SAN DIEGO Cervical cancer screening in STD clinics is feasible and highly effective, according to results from a 2-year single clinic study.
"From previous studies we know that women who attend STD clinics are at greater risk for having abnormal cervical cytology, but screening is often perceived as a barrier, that clinics are very busy, and there are other conflicting interests that bring the patient there," Dr. Susan S. Philip said in an interview during a poster session at the annual meeting of the Infectious Diseases Society of America. "I'd like to argue that it's feasible and it's a good idea to screen women who come to STD clinics for cervical cancer Pap testing."
Between 2004 and 2006 she and her associates offered Pap testing to 10,275 females with a mean age of 27 years who visited San Francisco's public STD clinic and who reported having no Pap test in the previous year. The researchers compared the rates of screening by clinicians trained in family planning versus those who lacked such training. They also analyzed certain demographic characteristics of the study population and defined abnormal Pap results as atypical squamous cell of undetermined significance (ASCUS), low-grade squamous intraepithelial lesion (LGSIL), or high-grade squamous intraepithelial lesion (HGSIL).
Of the 10,275 visits by females for STD testing, 2,158 (21%) included Pap testing, reported Dr. Philip of the STD prevention and control services at the San Francisco Department of Public Health. "That number seems low, but some of those women may have presented with other urgent STD-related needs, so testing was deferred," she explained.
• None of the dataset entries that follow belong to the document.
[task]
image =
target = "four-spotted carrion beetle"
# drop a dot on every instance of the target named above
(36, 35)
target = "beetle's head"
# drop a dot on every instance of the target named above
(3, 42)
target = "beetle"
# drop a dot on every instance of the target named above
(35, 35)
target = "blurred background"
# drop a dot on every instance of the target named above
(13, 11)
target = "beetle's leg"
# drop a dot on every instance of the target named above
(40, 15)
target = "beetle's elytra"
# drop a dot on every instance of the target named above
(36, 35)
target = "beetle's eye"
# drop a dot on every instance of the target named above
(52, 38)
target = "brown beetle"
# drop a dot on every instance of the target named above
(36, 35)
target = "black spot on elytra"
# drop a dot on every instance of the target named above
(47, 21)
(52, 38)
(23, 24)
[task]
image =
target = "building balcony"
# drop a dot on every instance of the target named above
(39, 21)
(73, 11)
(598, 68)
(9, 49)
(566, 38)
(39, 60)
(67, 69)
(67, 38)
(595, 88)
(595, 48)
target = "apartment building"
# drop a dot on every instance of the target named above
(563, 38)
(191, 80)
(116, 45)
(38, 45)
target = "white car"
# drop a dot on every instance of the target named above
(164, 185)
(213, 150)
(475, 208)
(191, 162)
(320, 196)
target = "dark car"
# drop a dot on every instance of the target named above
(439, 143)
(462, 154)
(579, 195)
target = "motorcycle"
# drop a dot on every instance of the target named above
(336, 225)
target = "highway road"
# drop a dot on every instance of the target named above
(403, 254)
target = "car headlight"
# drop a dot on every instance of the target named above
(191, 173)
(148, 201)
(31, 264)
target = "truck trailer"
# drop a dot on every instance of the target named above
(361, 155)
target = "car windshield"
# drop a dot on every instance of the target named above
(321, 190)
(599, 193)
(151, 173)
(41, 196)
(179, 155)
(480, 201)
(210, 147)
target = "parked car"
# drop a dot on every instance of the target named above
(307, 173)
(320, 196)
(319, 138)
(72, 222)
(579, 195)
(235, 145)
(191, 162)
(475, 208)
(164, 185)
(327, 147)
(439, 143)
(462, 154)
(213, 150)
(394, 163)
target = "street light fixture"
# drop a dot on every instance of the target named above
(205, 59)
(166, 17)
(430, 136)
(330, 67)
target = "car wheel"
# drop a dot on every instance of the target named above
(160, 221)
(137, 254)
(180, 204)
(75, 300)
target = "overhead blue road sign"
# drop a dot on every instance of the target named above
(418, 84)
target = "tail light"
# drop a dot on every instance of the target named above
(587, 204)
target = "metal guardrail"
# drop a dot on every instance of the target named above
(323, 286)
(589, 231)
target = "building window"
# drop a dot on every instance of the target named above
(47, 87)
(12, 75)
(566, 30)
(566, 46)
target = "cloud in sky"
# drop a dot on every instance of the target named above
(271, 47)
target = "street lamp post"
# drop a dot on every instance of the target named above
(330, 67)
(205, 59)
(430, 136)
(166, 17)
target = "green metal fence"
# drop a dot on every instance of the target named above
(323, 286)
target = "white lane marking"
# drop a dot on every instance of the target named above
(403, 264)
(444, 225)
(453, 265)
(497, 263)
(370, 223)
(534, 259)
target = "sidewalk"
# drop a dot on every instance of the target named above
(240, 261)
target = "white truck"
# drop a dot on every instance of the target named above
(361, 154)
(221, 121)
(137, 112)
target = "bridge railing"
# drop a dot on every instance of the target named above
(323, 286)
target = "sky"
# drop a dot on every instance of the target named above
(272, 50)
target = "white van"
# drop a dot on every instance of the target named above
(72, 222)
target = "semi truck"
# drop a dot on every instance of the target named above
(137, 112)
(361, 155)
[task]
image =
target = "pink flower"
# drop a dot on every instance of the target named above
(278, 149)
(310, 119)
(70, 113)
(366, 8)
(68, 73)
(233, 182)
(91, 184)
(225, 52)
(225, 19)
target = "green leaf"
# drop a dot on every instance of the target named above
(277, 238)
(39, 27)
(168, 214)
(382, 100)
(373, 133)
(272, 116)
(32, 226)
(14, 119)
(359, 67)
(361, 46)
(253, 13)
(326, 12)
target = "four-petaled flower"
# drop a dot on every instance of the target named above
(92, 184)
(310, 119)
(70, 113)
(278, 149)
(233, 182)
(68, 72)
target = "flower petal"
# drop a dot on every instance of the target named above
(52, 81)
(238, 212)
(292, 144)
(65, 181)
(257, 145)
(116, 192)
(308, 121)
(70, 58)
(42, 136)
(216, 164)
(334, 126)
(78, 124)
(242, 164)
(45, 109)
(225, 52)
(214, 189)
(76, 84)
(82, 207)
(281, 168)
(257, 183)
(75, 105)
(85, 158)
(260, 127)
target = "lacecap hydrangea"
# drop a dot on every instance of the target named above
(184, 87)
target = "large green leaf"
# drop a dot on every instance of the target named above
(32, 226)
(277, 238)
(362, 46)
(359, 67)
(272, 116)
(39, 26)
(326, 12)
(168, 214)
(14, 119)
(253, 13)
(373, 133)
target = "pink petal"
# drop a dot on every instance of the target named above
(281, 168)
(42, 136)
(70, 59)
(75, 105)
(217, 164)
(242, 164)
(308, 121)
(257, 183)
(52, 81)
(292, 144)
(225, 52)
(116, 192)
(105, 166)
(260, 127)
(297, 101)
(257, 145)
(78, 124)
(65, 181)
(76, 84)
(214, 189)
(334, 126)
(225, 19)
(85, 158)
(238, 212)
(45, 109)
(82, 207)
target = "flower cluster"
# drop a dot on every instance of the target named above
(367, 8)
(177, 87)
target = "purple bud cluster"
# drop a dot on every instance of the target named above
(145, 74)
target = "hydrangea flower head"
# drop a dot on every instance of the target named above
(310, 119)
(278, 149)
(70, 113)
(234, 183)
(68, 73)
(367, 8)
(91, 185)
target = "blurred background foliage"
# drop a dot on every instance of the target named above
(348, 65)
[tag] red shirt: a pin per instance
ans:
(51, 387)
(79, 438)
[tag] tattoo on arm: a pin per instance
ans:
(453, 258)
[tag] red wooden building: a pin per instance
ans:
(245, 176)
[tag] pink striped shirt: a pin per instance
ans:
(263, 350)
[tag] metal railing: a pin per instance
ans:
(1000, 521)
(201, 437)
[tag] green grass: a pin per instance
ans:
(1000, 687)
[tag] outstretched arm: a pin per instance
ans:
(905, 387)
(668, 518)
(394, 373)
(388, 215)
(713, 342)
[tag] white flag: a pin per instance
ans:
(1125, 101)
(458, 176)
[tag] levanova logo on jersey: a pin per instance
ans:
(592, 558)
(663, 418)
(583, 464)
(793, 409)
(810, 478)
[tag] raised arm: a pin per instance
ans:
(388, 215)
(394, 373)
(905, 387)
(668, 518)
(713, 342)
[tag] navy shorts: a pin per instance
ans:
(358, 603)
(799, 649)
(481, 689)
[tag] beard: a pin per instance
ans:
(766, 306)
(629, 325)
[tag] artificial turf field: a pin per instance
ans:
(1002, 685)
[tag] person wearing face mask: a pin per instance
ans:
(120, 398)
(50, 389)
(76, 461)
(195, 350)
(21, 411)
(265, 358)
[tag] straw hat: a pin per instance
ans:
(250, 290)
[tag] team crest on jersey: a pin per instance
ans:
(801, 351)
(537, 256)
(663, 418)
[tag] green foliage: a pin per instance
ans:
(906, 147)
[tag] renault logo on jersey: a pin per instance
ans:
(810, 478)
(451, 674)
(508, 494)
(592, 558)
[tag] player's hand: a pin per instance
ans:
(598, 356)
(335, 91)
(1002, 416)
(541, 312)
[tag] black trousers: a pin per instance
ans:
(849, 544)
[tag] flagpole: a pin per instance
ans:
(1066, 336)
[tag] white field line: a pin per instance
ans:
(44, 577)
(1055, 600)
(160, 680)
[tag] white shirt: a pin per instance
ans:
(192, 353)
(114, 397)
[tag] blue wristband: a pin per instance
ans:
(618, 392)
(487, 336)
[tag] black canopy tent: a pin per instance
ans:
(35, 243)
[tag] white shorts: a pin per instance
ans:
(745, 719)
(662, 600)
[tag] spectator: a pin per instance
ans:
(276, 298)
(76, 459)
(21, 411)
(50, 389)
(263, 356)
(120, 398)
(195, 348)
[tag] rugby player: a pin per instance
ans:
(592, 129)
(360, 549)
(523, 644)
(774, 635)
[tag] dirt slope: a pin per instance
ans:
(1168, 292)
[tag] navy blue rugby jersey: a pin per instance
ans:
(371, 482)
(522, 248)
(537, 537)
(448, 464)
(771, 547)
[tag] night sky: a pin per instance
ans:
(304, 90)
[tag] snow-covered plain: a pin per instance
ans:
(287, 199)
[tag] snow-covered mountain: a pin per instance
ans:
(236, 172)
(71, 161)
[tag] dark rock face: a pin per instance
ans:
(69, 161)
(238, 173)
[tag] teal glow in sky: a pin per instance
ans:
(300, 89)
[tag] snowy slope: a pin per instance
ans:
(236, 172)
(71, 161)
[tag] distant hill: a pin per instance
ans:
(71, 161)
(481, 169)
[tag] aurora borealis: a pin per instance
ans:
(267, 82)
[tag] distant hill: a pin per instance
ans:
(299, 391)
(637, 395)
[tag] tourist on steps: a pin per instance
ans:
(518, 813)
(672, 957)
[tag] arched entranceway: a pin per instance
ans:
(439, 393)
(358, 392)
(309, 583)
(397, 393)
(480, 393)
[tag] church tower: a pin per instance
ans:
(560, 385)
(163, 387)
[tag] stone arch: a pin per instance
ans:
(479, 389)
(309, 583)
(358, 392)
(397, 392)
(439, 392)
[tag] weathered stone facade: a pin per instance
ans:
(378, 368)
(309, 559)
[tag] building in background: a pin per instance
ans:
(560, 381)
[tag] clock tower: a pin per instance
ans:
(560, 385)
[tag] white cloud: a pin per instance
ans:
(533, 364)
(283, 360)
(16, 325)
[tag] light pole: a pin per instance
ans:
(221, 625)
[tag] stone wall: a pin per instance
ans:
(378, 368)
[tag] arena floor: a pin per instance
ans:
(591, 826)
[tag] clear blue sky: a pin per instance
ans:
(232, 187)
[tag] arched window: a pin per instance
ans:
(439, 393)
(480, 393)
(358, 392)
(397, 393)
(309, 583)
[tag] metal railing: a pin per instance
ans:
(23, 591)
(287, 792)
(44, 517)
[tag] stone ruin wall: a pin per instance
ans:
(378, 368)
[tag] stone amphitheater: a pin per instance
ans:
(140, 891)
Of clinicians trained in family planning, 25% offered Pap tests to the women, compared with 18% of clinicians who were not, a difference that was statistically significant. "Perhaps we need to see about additional training for those clinicians who are not historically trained in family planning to increase their comfort with the Pap test," Dr. Philip said.
Only 11 of the 2,158 Pap specimens (0.51%) were unsatisfactory by laboratory standards. "We feared that the rate of unsatisfactory specimens would be higher in our STD clinic, maybe because we weren't all trained in family planning or because other conditions were going on at the cervix of the woman in terms of chlamydia or gonorrhea," Dr. Philip said. But "we showed it's possible to get a good sample from these women."
Of the 2,147 satisfactory Pap specimens, 1,944 (90.5%) were normal and 203 (9.5%) were abnormal. Of the abnormal specimens, 124 (61%) were reported as ASCUS, 68 (33.5%) reported as LGSIL, and 11 (5%) reported as HGSIL. Overall, 21.2% of Asian/Pacific Islanders, 16.3% of African Americans, 15.8% of Hispanics, and 1.5% of whites had abnormal Pap results.
Dr. Philip acknowledged certain limitations of the study, including its observational design and the fact that 73% of patients who visit the clinic are men.
"Data from our clinic might not be generalizable to other STD clinic populations, but we encourage people to integrate cervical cancer screening in their own clinic," she said.